Une dizaine d'années après l'arrivée de Total, la situation reste inchangée en Birmanie. L'armée refuse de partager le pouvoir, malgré des gestes - dernièrement, une "feuille de route" vers la démocratie, dépourvue de calendrier et ne mentionnant pas Mme Suu Kyi - destinés à calmer l'opprobre international. Sur ce plan, le rapport Kouchner recommandait à Total de se prononcer "clairement sur la nécessité démocratique" en Birmanie et d'exiger la "remise en liberté" de la célèbre prisonnière, qui aurait, de son côté, assoupli sa position à l'égard des pétroliers étrangers.
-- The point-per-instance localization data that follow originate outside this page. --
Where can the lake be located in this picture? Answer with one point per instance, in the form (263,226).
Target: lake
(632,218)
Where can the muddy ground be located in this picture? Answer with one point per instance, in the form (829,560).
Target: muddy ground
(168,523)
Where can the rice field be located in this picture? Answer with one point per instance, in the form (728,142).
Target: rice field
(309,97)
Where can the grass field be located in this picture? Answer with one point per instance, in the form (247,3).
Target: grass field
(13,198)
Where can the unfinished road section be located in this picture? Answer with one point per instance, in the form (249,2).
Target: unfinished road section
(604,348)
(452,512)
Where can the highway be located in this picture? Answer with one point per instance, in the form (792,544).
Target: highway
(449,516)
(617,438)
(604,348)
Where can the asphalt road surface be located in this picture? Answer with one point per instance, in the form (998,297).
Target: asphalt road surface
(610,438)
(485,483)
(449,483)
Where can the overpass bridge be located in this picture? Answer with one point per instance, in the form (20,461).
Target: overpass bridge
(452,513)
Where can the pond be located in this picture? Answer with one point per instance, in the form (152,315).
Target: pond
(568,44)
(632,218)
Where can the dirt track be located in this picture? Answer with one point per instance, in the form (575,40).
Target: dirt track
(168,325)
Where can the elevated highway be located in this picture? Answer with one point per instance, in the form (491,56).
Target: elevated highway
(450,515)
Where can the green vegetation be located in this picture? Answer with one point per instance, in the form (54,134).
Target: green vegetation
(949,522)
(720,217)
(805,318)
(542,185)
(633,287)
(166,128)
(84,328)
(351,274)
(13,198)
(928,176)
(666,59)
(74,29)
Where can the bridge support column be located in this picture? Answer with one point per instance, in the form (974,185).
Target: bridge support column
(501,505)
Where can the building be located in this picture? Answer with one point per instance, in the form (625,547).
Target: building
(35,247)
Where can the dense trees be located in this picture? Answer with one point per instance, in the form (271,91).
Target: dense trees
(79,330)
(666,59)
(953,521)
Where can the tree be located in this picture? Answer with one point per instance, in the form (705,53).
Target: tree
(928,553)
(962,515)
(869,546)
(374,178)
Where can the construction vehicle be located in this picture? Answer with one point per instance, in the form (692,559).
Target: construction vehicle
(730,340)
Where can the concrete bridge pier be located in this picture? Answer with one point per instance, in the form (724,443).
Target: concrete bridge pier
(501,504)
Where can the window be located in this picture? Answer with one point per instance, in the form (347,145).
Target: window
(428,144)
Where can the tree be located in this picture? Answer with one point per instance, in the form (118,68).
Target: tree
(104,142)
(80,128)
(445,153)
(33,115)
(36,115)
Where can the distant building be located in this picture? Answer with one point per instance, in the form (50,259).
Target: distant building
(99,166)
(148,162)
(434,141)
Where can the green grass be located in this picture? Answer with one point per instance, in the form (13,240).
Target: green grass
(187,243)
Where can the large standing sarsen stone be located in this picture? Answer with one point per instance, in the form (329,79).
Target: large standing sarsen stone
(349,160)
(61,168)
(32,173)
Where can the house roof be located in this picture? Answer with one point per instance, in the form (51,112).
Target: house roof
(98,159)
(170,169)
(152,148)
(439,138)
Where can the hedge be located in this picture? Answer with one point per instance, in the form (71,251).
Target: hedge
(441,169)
Reçu par le premier ministre birman, le général Khin Nyunt, le 21 novembre à Rangoun, l'actuel responsable de la division exploration et production de Total, Christian de Margerie, aurait tenu le discours suivant, selon M. du Rusquec : "Nous avons pris connaissance avec beaucoup d'intérêt de la "feuille de route" et nous souhaitons que son application intervienne le plus rapidement possible", avec "inclusion de Mme Suu Kyi dans le processus". La réponse du général n'est pas connue.

Au retour d'une enquête en Birmanie, le 22 décembre, Amnesty International a considéré que l'année 2003 y a été marquée par "un recul très problématique" des droits de l'homme. De son côté, la Fédération internationale des droits de l'homme "regrette que Bernard Kouchner ait prêté son nom à cette opération de relations publiques du groupe Total à un moment où le groupe doit enfin rendre des comptes à la justice".